Ptashka mused, before answering, “Brit Milah.”
Over the course of the next three days Kazan enjoyed an impressive range of Jewish musical events. There was a piano master class by Leonid Ptashka; concerts by Yekaterinburg-born American Broadway singer Robin Erkol (“who some people see as a cross between Liza Minelli and Barbara Streisand,” Lvovich pointed out); Salsa and Flamenco with Cuban-Israeli Yana Mirabelle and Esperansa Rodriguez, Kazan’s own Simcha Klezmer band (two of whom are Tatar, two Jewish); and modern Israeli music with Yelena Galkina, David Kobiashvili and Yulia Belyayeva.
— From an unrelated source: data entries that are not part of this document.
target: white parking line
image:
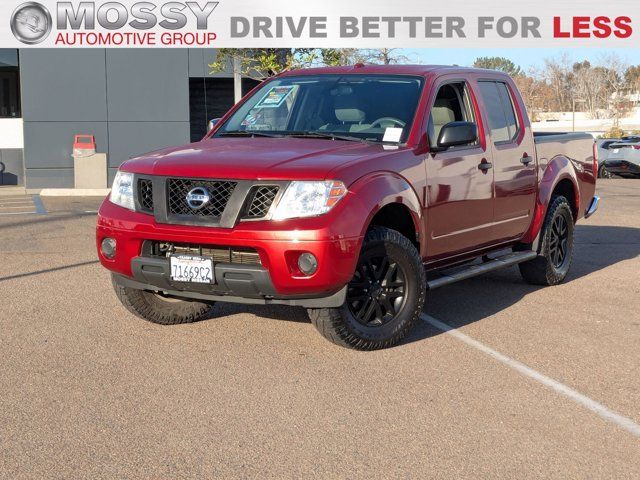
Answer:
[0,203,35,209]
[420,313,640,437]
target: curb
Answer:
[40,188,111,197]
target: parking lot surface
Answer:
[0,180,640,479]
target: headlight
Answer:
[273,180,347,220]
[109,172,136,210]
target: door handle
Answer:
[478,160,493,172]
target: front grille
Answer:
[244,185,280,218]
[138,178,153,213]
[143,241,262,266]
[167,178,238,218]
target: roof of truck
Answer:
[282,63,506,76]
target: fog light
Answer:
[100,237,116,259]
[298,253,318,275]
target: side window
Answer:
[478,82,518,143]
[427,82,474,145]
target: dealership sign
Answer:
[0,0,640,48]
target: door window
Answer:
[427,82,477,148]
[478,81,518,143]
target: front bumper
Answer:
[96,201,362,306]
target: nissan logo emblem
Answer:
[187,187,211,210]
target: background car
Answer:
[603,141,640,178]
[596,138,624,178]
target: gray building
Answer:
[0,49,255,189]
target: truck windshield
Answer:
[215,74,423,143]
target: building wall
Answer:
[20,49,235,189]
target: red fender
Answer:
[349,171,426,251]
[521,155,580,243]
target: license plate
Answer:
[170,255,214,283]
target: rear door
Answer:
[477,80,537,243]
[425,77,493,261]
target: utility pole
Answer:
[233,55,242,103]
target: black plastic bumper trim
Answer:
[114,257,347,308]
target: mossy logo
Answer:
[11,2,52,45]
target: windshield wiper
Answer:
[218,130,282,138]
[283,131,372,142]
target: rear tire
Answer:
[308,227,426,350]
[111,277,213,325]
[518,196,574,286]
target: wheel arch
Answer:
[521,155,580,243]
[349,172,425,255]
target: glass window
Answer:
[0,49,21,118]
[216,74,423,143]
[427,82,475,146]
[479,82,518,143]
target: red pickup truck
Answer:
[97,65,598,350]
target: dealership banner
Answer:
[0,0,640,48]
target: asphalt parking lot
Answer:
[0,179,640,479]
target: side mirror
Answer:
[207,118,220,133]
[432,122,478,152]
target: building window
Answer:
[189,77,260,142]
[0,49,22,118]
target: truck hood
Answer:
[121,138,398,184]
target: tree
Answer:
[209,48,418,81]
[624,65,640,92]
[209,48,322,81]
[543,54,572,112]
[473,57,523,77]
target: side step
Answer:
[427,250,538,290]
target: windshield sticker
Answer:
[254,85,298,108]
[241,113,260,127]
[382,127,404,142]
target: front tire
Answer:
[518,196,574,286]
[308,227,426,350]
[111,277,212,325]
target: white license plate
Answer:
[170,255,214,283]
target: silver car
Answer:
[603,141,640,178]
[596,138,623,178]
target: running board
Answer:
[427,250,538,290]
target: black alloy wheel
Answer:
[347,251,407,327]
[308,226,427,350]
[549,215,569,268]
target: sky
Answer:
[402,48,640,70]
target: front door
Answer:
[478,80,537,243]
[425,80,493,262]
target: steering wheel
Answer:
[369,117,407,128]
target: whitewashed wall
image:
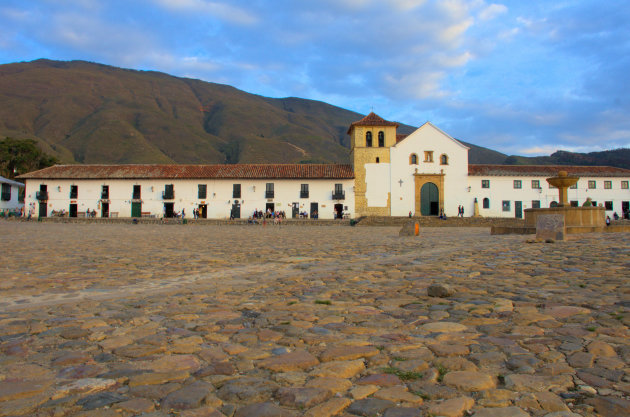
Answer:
[365,163,391,207]
[390,123,473,216]
[26,179,354,219]
[467,176,630,217]
[0,183,24,210]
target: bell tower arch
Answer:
[348,112,398,216]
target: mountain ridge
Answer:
[0,59,630,168]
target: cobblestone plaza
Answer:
[0,221,630,417]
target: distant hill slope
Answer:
[0,59,630,167]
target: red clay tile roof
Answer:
[348,112,399,134]
[468,164,630,177]
[18,164,354,179]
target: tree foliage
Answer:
[0,138,58,178]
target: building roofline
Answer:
[19,164,354,180]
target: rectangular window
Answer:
[232,184,241,198]
[265,182,274,198]
[2,183,11,201]
[300,184,308,198]
[197,184,208,199]
[132,185,142,200]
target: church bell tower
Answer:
[348,112,398,216]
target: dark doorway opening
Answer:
[311,203,319,219]
[230,200,241,219]
[420,182,440,216]
[335,204,343,219]
[131,202,142,217]
[199,204,208,219]
[164,203,175,219]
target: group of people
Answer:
[252,208,287,219]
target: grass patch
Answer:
[383,366,422,381]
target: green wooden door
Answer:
[420,182,440,216]
[514,201,523,219]
[131,202,142,217]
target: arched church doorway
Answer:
[420,182,440,216]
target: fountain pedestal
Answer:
[525,171,606,234]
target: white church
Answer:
[18,113,630,219]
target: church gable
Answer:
[395,122,469,151]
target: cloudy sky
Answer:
[0,0,630,155]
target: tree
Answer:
[0,138,58,178]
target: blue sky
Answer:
[0,0,630,155]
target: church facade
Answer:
[20,113,630,219]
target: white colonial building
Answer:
[20,113,630,219]
[0,176,24,212]
[22,164,354,219]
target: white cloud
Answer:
[153,0,258,25]
[479,3,508,20]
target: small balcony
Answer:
[333,191,346,200]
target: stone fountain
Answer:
[525,171,606,234]
[547,171,580,207]
[491,171,606,234]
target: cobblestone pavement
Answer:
[0,222,630,417]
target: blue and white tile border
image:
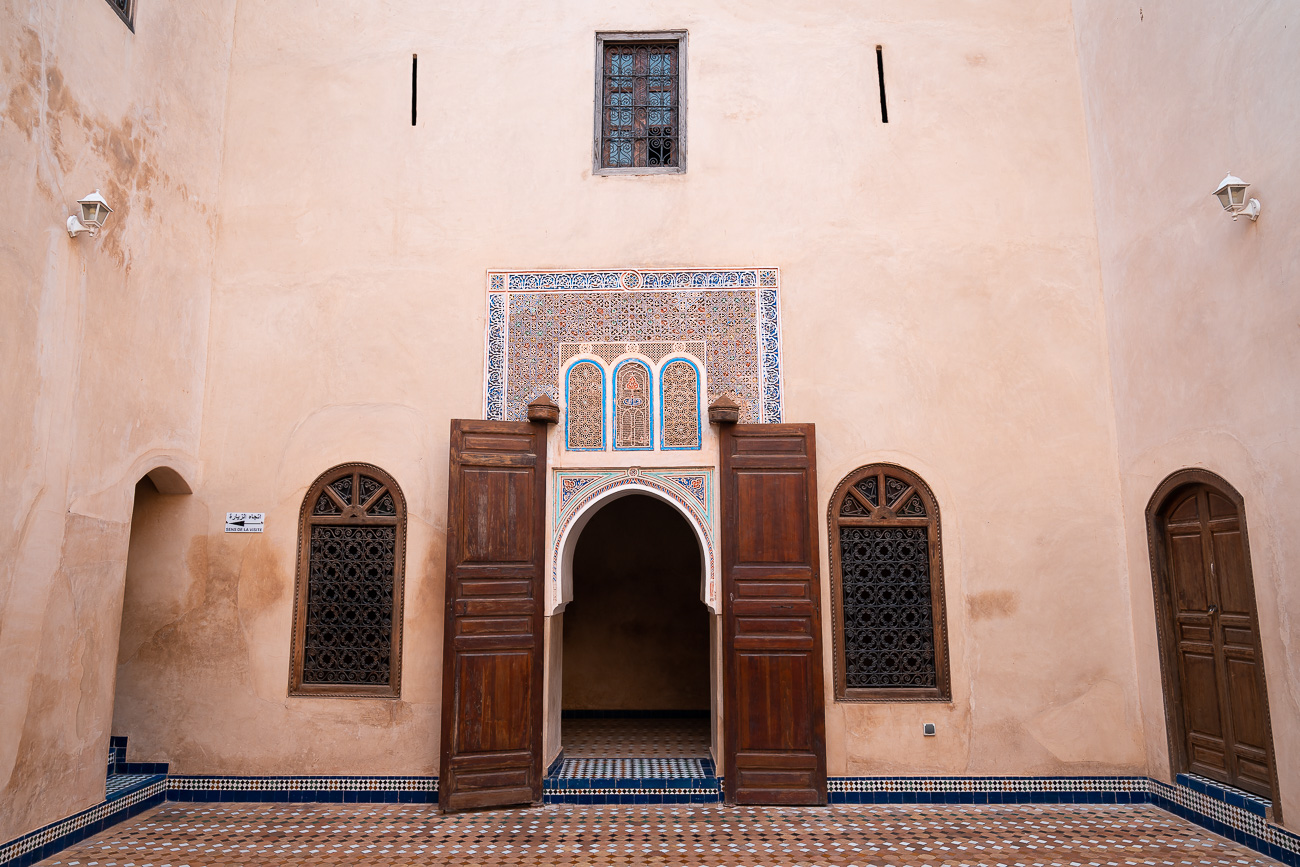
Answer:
[0,774,1300,867]
[827,775,1300,867]
[0,775,168,867]
[166,775,438,803]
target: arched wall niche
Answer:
[547,477,719,615]
[144,464,194,494]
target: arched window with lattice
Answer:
[564,361,605,451]
[828,464,952,701]
[659,359,699,448]
[289,464,406,698]
[614,359,654,450]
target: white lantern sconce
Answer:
[1214,172,1260,222]
[68,190,113,238]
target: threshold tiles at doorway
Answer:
[558,759,715,780]
[35,803,1277,867]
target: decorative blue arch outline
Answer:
[659,355,705,451]
[564,359,614,451]
[610,355,655,451]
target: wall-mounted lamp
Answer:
[1214,173,1260,222]
[68,190,113,238]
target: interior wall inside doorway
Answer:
[112,476,200,762]
[563,495,710,711]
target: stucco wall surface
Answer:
[1074,0,1300,828]
[0,0,234,840]
[106,0,1145,775]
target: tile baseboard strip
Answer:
[166,775,438,803]
[827,775,1300,867]
[0,777,166,867]
[0,775,1300,867]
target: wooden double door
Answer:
[438,420,826,811]
[1148,471,1274,798]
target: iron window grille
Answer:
[593,31,686,174]
[289,463,406,698]
[827,464,952,702]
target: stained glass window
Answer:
[290,464,406,697]
[614,361,653,448]
[829,464,950,701]
[660,360,699,448]
[564,361,605,451]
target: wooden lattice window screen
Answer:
[827,464,952,701]
[599,40,683,169]
[289,464,406,698]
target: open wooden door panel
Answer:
[720,425,826,805]
[438,419,546,811]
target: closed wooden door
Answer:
[1157,482,1273,798]
[722,425,826,805]
[438,420,546,811]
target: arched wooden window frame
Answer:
[827,463,952,702]
[1147,467,1282,822]
[289,463,407,698]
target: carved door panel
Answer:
[438,419,546,811]
[720,425,826,805]
[1162,485,1273,798]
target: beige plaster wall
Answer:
[1074,0,1300,828]
[124,0,1145,775]
[0,0,234,840]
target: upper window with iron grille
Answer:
[595,34,686,174]
[108,0,135,30]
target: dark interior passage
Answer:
[563,495,710,711]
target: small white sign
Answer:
[226,512,267,533]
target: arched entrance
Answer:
[560,493,712,758]
[1147,469,1275,798]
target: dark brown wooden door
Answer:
[720,425,826,805]
[1161,484,1273,798]
[438,419,546,810]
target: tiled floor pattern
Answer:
[43,803,1275,867]
[559,759,710,780]
[560,719,710,759]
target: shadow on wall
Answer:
[563,495,710,710]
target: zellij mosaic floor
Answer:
[43,803,1275,867]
Israeli dancer and choreographer Dana Lifanova also held a master-class in Israeli and Jewish styles of dance. American-Jewish classical composer Gamma Skupinsky premiered her new opera “The Black Monk” in Kinoteatr Mir. Most remarkable was an energetic performance by the two St.Petersburg-based Klezmer groups, “Dobranoch,” and “Opa!” in the bar Zheltaya Kofta. Dobranoch’s Balkan-infused Klezmer with Osama Shakhin on Arab Darbukha percussion was a great success, as was what can only be described as Klezmer-Ska, a small yet remarkable niche in Jewish music filled admirably by Opa!
In a fitting testament to Lvovich’s words, the Jewish music festival culminated in a packed full gala concert in Kazan’s Ğaliaskar Kamal Tatar Theatre on 6 June, featuring pieces from all participants in the festival. Delegates from the Israeli embassy in Moscow were received warmly by Head of Tatarstan State Council Farit Mukhametshin, who was eager to point out the multiculturalism and inter-ethnic harmony Tatarstan enjoys.
“Most Jewish music festivals are simply renditions Hava Nagila and Tumbalalaika,” lamented Lvovich, “and we of course intend to widen that spectrum.” Tatar musical ensemble Tatarica played “Hava Nagila” on traditional Tatar instruments whilst pop group “Qazan Yegetləre” gave their own rendition of the same song, and a specially written piece for the occasion, “Druzyey – Tatari i Yevrei” (“Friends, Tatars and Jews”). Leonid Ptashka gave a well-received recital of piano pieces based on Jewish liturgical and Sephardic music, accompanied by considerable skill on the Shofar. Ulyanovsk’s Academic Band played more traditional swing and Jazz pieces, and of course more traditional Klezmer pieces by Odessa-based Mamini Deti and Moscow-based Klezmasters ensembles. Roman Grinberg and Klezmood’s moving Yiddish-language “Ikh hob dikh tsu fiel lieb” with superb clarinet solo by Sasha Danilov was a fitting closing to the evening.
Lvovich, with great optimism, invited the audience to meet again, next year, in the same place and same time. There were a number of familiar faces in the audience from Kazan’s Jewish community, though as Leonid Ptashka addressed the audience in Tatar with “Qazan, min sine yaratam” (Kazan, I love you), the raucous applause showed the large number of Tatars who had also come to attend. Kazan has never before had so large a focus on its Jewish community and local Jewish culture, and with Minnikhanov’s visit to Kazan’s synagogue and meeting with Chief Rabbi of Tatarstan Yitzhak Gorelik, it seems Jewish life in Kazan, with its friendly inter-confessional and inter-ethnic relations, could reach new heights should the city’s Jewish music festival become the annual event its organizers wish it to be.
“Rabbi Nachman,” observed the leader of Kazan’s Jewish Community Mikhail Skoblionok, “said that every nation has its own wisdom and every wisdom has its own song, the purpose of the Jews is to sing all the songs as one song.” An annual Jewish music festival on this scale is an ambitious undertaking, yet standing in the foyer of the Kamal Theatre with an Echpochmak (Tatar pastry) in hand and Klezmer in the air, the Tatar-Jewish fusion works surprisingly well. Given the overwhelmingly positive response to the quality and quantity of offerings in this first festival –the highlights being Roman Grinberg, Opa, Dobranoch, Pushkin Klezmer Band and Leonid Ptashka – there is every reason to have yet greater expectations for the second.